ポンコツ執事なのに、お嬢様に溺愛される

 右手に巻いた包帯が解けていても、決して離れることはしなかった。
 もう二度と離れないと訴えるように、ナギサはぎゅっと腕に力を込める。

「聞きたいこと……?」
「はい。この白鷺家の、過去についてです」

 こうして抱き寄せたまま話を続けるのは、極力小さい声量でも聞こえるようにするため。
 ナギサの予測が正しければ、この屋敷の壁は驚くほどに薄く設計されている。普通の話し声でも隣の部屋まで聞こえるのだ。
 というのは都合のいい理由で、実際は少しでも近くにいたかったと言ったら愚か者なのだろう。

「……今更、何を知りたいの?」

 ミアの声は、僅かに硬かった。拒絶ではない。
 ただ、触れてほしくない場所に指が掛かった時のあの反射。

「全部です。何故、“あの孤児院”が閉じられたのか。何故、子供達が突然いなくなったのか。そして――」

 ナギサは一瞬だけ言葉を切り、顔を離してミアの目を見つめた。

「何故、貴女だけがここに残されたのか」

 遠くで、時計の針が一つ進んだ音だけがやけに大きく響いた。

「他にもあります。どうして朔春さんともあろう人が、佐倉君が流した嘘の情報に釣られたのか。

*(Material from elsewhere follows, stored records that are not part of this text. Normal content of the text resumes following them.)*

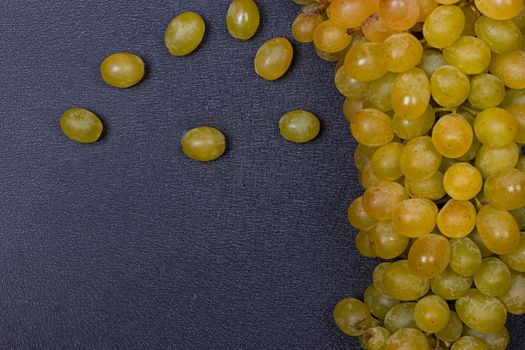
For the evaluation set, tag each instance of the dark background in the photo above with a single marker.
(127, 244)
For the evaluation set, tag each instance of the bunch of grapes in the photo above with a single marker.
(435, 98)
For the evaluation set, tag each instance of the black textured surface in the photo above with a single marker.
(126, 244)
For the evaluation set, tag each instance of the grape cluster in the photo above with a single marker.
(435, 98)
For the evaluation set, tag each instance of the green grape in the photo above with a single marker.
(408, 129)
(450, 285)
(468, 343)
(385, 161)
(431, 188)
(510, 68)
(514, 298)
(81, 125)
(495, 127)
(378, 303)
(204, 144)
(491, 161)
(493, 278)
(401, 283)
(410, 94)
(444, 26)
(500, 36)
(379, 93)
(415, 217)
(122, 70)
(304, 26)
(481, 312)
(469, 54)
(515, 259)
(386, 242)
(449, 86)
(506, 189)
(408, 339)
(432, 314)
(429, 255)
(374, 338)
(372, 127)
(402, 52)
(457, 219)
(486, 90)
(350, 87)
(352, 317)
(400, 316)
(453, 329)
(330, 37)
(452, 135)
(242, 19)
(184, 34)
(357, 216)
(498, 229)
(299, 126)
(273, 58)
(420, 160)
(365, 61)
(380, 199)
(465, 257)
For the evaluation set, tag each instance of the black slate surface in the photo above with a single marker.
(126, 244)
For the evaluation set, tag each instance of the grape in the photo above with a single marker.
(495, 127)
(469, 54)
(452, 135)
(204, 144)
(481, 312)
(401, 283)
(184, 33)
(400, 316)
(514, 298)
(352, 317)
(449, 285)
(357, 216)
(462, 181)
(304, 26)
(465, 257)
(386, 242)
(500, 36)
(510, 68)
(378, 303)
(411, 94)
(486, 90)
(273, 58)
(122, 70)
(299, 126)
(415, 217)
(491, 161)
(402, 52)
(444, 26)
(81, 125)
(498, 9)
(399, 15)
(408, 339)
(449, 86)
(431, 314)
(498, 229)
(365, 61)
(380, 199)
(493, 278)
(372, 127)
(429, 255)
(329, 37)
(453, 329)
(431, 188)
(457, 219)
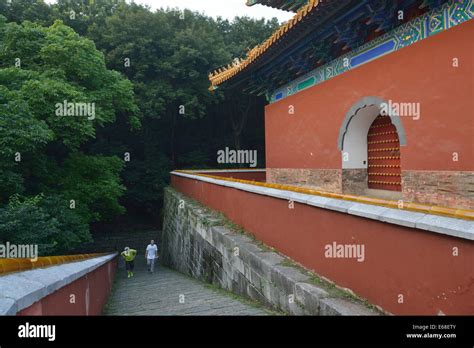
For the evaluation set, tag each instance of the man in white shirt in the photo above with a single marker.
(151, 254)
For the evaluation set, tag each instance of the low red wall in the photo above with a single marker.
(90, 294)
(255, 176)
(416, 264)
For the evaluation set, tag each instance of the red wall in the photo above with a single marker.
(421, 73)
(97, 284)
(398, 260)
(255, 176)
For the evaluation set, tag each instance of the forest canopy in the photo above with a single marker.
(144, 75)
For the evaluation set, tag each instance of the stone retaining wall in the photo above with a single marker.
(197, 242)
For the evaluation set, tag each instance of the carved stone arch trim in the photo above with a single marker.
(361, 104)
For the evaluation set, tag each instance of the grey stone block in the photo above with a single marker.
(401, 217)
(338, 205)
(309, 296)
(374, 212)
(342, 306)
(317, 201)
(449, 226)
(8, 306)
(21, 290)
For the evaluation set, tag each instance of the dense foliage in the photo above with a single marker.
(146, 72)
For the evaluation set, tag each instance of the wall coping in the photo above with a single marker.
(22, 289)
(423, 221)
(197, 171)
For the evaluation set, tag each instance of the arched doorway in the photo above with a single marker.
(371, 161)
(383, 154)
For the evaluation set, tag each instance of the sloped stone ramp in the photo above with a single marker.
(168, 292)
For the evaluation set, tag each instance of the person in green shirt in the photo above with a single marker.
(129, 256)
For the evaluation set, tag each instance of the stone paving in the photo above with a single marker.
(167, 292)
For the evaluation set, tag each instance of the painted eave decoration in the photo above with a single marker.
(223, 74)
(287, 5)
(320, 31)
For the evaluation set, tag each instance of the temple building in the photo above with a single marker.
(368, 144)
(368, 98)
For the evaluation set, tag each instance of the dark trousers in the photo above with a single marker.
(129, 265)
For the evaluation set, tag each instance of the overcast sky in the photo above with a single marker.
(224, 8)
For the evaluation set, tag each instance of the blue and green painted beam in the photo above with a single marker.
(442, 18)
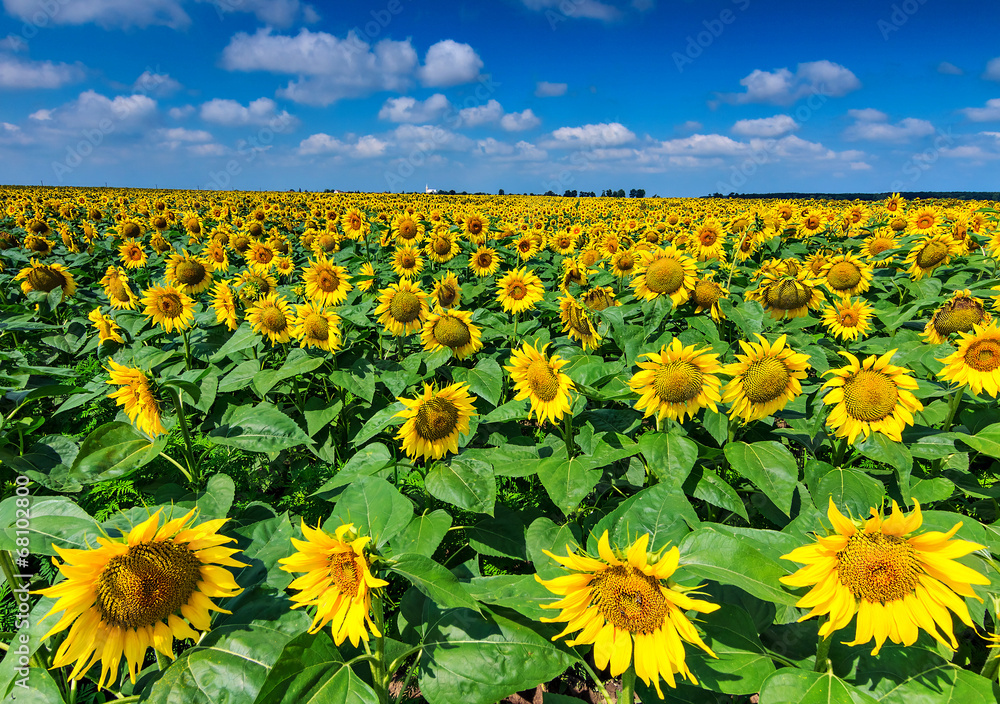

佐倉君は何を企んでいるのか」

 ミアが朔春を拒絶する理由は何なのか。
 イツキが婚約を破断させたがる理由は何なのか。
 ナオは一体アキラ側なのかこちら側なのか。
 アキラ達は何を企んで婚約を推し進めようとしているのか。

「どうして、僕が八人目だったんですか」

 辞めていった、否、辞めさせられた七人の執事達の正体とは。

「知って、しまったのね」
「隠されるのはまだいい。でも、天城家の人間から聞かされたのは許せません」
「天城家の、人間から? おかしいわ、どうして貴方が天城家の人間なんかと───」

 はっと息を呑む声が既で止められる。口元を手で覆ったミアの顔がみるみる内に青ざめていった。

「まさか……」
「あのデートの日、僕達をつけていた天城家の使者が白鷺家の過去について話したんです。孤児院ってのと、白鷺家が過去に潰れかけたこと、ミアお嬢様に仕えていたけど辞めた七人の執事のこと」

 何故、あの男がここまでの情報を握っていたのかは分からない。
 それでも、知ってしまったからには全てを知る必要があった。これから先もミアに仕える執事でいるためには。

「教えてください。あの時、君は一人で何をしていたんだ」

 孤児院にいた頃、一人でいたミアが一体何をさせられていたのか。
 自分が孤児院を去ってから白鷺家に何があったのか。
 まだ断片的にしか思い出せていない。だから、ミアでも誰でも話を聞き出すしかないのだ。